Tim garda le silence un bon moment avant de finalement daigner me répondre.

— Pour l'instant, Miss est en sommeil. Sa conscience est en léthargie pour la protéger. J'ai tenté le tout pour le tout en isolant ses Mânes dans le médaillon. Mais pour l'instant, il est impossible de la réveiller sans risque. Mais elle est là, tu peux en être sur·e.
— Et les autres?
— Mélichor et Azilith? Pour l'instant, je préfère les garder à l'abri elles aussi. Leurs corps sont en hibernation, hors de portée de l'ennemi. Pour l'instant, il ne peut rien leur faire.
— A part les trucider s' il les retrouve.
— Tuer les corps en hibernation va juste dissoudre les Mânes, et c'est les pouvoirs qu'il veut. Donc les Mânes vivantes. C'est pour cette raison que je ne suis pas trop inquiet pour les filles que tu as libérées.
— Autre question : Gabriel et Camille, les ex-possédés. Est ce qu'ils vont finir par se rappeler de quelque chose?
— Je crois que non. Cette fois, je ne sais vraiment pas. Je doute que la Corruption puisse s'attaquer de nouveau à des corps déjà infestés, mais pour ce qui est de la possession, je ne peux pas te répondre avec certitude.

Cette ignorance tombait très mal. Elle me déplaisait au plus haut point. Si l'un des deux venait à se rappeler de moi, qu'est ce qui allait se passer ensuite? Ils risquaient de faire le rapprochement entre moi et elle.

— Tu sais combien de temps tu vas mettre à réparer ton collier?
— Pas vraiment eu le temps de m'y mettre, si tu veux tout savoir.
— J'ai cru comprendre que tu avais des nuits très actives.
— Beaucoup de recherches sur internet.
— Evidemment. Des recherches afin de satisfaire tes connaissances en biologie.

Il se contenta d'ignorer cette dernière remarque.

— Tu nous emmènes où?
— Je cherche un coin tranquille pour m'entraîner, vu que tu me bassines avec ça depuis hier.

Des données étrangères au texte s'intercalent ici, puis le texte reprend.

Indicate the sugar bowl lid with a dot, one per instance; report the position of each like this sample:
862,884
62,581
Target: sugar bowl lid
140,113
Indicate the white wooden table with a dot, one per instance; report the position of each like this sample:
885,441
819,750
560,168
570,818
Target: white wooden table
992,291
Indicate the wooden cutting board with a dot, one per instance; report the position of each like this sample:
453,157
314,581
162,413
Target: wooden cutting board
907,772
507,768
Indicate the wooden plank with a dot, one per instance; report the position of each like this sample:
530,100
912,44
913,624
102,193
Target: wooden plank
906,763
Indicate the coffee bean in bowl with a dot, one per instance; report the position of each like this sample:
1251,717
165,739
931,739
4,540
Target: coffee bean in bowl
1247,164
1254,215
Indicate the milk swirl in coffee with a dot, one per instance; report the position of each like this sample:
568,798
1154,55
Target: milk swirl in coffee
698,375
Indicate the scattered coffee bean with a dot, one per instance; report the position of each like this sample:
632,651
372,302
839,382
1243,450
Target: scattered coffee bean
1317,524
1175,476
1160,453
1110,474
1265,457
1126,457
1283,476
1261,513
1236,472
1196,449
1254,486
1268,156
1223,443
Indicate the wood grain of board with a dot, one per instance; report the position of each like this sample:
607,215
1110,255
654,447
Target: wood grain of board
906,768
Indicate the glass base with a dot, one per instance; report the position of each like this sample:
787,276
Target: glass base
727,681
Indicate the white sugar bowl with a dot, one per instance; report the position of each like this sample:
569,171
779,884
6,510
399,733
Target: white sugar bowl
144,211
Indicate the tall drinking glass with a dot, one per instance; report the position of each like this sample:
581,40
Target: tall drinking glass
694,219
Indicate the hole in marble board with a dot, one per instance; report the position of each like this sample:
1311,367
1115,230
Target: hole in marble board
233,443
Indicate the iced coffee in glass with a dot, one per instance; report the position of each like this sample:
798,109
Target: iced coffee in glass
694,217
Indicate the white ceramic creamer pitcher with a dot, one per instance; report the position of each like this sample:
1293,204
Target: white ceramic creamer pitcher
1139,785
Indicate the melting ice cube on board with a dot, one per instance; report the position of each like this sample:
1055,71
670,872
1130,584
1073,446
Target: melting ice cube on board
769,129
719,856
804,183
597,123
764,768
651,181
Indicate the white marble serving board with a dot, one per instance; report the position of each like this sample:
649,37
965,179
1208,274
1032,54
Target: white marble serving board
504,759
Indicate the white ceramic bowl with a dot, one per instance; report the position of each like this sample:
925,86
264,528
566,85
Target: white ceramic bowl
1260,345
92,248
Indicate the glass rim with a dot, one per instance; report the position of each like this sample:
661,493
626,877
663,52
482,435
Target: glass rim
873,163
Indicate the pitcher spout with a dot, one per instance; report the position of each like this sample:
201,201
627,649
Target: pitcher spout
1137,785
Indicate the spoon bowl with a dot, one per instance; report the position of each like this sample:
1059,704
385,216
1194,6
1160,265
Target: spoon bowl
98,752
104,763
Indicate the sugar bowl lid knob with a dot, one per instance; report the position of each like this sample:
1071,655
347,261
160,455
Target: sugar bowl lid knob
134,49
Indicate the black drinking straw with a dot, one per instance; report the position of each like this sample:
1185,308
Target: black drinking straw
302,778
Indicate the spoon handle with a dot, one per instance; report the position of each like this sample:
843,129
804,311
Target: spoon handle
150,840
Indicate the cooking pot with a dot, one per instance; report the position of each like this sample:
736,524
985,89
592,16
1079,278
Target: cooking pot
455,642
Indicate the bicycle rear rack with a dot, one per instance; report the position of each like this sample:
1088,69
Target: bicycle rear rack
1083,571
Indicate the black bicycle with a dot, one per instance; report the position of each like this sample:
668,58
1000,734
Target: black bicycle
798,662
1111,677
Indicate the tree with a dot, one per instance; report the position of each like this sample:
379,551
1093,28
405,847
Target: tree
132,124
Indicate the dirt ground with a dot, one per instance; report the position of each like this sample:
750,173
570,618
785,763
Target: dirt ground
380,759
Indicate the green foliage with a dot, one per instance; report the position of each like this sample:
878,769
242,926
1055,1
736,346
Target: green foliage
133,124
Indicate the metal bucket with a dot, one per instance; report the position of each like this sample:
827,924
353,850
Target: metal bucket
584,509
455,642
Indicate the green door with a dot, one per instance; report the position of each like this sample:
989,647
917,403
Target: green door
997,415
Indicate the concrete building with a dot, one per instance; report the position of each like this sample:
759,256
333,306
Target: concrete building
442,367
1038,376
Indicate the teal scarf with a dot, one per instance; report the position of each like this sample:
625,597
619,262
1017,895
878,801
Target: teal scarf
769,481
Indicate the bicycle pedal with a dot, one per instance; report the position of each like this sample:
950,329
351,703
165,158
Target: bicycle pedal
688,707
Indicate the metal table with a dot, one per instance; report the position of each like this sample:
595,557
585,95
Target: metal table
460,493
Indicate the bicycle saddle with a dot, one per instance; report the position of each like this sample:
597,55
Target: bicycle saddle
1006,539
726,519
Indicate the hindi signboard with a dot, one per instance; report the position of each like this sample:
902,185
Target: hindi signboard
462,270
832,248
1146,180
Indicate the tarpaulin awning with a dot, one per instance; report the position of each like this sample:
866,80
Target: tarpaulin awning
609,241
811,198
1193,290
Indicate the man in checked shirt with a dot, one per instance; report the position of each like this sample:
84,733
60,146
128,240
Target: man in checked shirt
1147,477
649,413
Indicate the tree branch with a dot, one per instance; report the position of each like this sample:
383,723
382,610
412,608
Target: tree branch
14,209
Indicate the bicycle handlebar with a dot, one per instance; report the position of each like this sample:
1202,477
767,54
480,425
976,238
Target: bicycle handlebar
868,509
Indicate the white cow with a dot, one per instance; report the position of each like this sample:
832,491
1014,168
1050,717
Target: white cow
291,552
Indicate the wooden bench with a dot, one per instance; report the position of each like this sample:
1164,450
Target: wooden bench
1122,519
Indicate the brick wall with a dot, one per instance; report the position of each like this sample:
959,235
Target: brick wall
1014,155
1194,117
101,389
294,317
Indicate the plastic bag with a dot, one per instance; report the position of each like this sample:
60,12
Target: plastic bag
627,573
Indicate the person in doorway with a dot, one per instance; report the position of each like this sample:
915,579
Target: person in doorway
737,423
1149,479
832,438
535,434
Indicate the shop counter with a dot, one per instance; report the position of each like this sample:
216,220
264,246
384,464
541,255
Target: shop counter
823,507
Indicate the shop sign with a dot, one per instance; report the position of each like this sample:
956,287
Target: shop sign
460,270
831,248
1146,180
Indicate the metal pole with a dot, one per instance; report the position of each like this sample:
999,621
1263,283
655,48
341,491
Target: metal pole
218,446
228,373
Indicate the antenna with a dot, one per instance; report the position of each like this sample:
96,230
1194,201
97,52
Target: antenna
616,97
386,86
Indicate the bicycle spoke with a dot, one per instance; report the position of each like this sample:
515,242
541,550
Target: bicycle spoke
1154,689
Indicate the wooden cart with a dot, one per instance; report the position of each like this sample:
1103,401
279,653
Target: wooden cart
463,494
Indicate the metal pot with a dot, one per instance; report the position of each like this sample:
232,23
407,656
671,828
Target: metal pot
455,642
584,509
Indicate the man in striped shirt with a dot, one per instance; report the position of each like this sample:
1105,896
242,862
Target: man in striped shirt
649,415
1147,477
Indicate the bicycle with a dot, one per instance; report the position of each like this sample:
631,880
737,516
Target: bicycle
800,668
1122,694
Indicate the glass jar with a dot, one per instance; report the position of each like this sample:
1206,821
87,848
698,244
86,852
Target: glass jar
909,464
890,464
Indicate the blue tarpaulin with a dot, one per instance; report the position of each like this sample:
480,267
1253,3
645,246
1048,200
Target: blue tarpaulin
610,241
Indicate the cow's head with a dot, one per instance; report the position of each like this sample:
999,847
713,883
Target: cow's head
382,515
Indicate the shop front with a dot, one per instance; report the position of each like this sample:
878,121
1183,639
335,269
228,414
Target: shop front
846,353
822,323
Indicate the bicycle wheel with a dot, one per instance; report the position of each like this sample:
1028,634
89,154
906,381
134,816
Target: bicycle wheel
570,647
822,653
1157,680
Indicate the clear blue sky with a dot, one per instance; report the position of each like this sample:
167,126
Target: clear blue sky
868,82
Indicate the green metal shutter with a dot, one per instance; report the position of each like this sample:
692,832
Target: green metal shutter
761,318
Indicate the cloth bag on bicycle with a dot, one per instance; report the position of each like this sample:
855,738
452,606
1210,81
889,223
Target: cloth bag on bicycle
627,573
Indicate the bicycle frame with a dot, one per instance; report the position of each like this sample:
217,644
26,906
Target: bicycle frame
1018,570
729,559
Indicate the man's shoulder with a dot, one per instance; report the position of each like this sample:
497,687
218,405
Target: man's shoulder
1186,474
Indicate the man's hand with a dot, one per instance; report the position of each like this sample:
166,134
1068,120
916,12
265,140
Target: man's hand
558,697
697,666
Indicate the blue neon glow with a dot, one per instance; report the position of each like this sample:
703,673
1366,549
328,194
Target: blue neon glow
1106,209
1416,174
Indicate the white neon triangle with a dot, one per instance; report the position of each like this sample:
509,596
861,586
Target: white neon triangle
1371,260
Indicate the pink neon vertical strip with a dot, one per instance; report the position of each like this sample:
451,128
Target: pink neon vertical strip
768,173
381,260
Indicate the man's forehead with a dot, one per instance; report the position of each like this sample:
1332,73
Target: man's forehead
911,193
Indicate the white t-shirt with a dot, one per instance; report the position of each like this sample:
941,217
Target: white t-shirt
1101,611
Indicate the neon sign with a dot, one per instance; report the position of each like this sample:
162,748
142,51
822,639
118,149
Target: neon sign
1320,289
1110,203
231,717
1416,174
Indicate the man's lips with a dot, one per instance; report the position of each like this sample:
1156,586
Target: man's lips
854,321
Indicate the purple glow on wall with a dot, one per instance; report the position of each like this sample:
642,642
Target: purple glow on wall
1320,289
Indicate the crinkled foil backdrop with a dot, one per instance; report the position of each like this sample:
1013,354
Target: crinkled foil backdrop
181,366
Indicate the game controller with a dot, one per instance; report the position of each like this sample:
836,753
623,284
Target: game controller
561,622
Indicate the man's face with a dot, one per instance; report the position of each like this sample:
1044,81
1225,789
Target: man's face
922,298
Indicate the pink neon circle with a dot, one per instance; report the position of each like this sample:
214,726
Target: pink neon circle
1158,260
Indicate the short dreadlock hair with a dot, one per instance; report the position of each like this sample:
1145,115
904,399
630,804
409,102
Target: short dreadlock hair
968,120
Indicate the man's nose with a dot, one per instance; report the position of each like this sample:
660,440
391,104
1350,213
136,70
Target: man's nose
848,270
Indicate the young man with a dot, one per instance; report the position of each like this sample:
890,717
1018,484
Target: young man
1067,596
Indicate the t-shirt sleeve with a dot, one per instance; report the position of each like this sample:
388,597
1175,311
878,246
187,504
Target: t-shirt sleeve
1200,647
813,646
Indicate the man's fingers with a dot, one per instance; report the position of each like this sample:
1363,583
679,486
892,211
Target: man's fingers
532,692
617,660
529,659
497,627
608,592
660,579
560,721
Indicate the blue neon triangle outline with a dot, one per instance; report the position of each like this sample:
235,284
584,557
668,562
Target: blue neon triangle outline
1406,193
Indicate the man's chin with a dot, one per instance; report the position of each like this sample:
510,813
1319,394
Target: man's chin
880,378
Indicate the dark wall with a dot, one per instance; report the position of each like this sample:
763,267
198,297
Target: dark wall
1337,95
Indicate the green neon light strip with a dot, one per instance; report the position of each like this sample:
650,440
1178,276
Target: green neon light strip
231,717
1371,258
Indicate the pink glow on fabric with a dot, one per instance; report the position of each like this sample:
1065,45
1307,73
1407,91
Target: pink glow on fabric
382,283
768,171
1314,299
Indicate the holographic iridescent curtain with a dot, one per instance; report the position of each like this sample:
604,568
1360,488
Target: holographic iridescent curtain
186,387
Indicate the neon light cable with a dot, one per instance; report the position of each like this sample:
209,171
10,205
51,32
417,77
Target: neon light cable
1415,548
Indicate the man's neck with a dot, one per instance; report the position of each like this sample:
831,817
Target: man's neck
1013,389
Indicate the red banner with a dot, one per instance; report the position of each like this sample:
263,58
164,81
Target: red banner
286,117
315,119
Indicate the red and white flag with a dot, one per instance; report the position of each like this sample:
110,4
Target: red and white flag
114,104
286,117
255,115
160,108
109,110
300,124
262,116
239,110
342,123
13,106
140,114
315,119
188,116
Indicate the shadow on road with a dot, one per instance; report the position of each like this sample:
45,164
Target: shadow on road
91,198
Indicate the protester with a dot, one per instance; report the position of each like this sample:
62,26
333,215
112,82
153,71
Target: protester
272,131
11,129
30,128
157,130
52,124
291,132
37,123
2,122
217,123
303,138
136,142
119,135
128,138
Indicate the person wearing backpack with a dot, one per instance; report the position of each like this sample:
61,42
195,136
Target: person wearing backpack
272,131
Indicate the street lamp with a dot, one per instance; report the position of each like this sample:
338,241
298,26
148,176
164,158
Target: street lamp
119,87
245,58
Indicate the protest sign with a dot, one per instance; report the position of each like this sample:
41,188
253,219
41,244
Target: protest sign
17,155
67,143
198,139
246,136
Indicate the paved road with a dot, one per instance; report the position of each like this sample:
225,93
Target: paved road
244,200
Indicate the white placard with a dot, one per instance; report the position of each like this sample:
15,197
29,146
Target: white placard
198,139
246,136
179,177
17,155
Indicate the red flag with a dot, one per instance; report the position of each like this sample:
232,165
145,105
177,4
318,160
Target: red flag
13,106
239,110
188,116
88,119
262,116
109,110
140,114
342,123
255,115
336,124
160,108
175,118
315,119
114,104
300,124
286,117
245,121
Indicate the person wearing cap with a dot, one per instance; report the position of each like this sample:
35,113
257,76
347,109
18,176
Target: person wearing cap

Trouver un endroit calme, désert et sécurisé, c'était vraiment pas facile. Surtout si je faisais étalage de pouvoirs surnaturels. L'Elec-trop-cute était déjà pas mal, dans son genre, mais si je devais balancer un truc voyant, flashy, coloré et pailleté, il valait bien mieux s'isoler. Ce n'était pas ça qui allait aider ma vie sociale déjà bien malade.

J'aurais pu aller voir Camille pour savoir comment elle allait (avec le risque qu'elle s'en souvienne, du coup), aller chez Maxime pour une aprèm de glandes sur la console, voire faire du sport, me faire plein d'amis et devenir populaire.

Ah nan. Ça , ça n'arriverait jamais.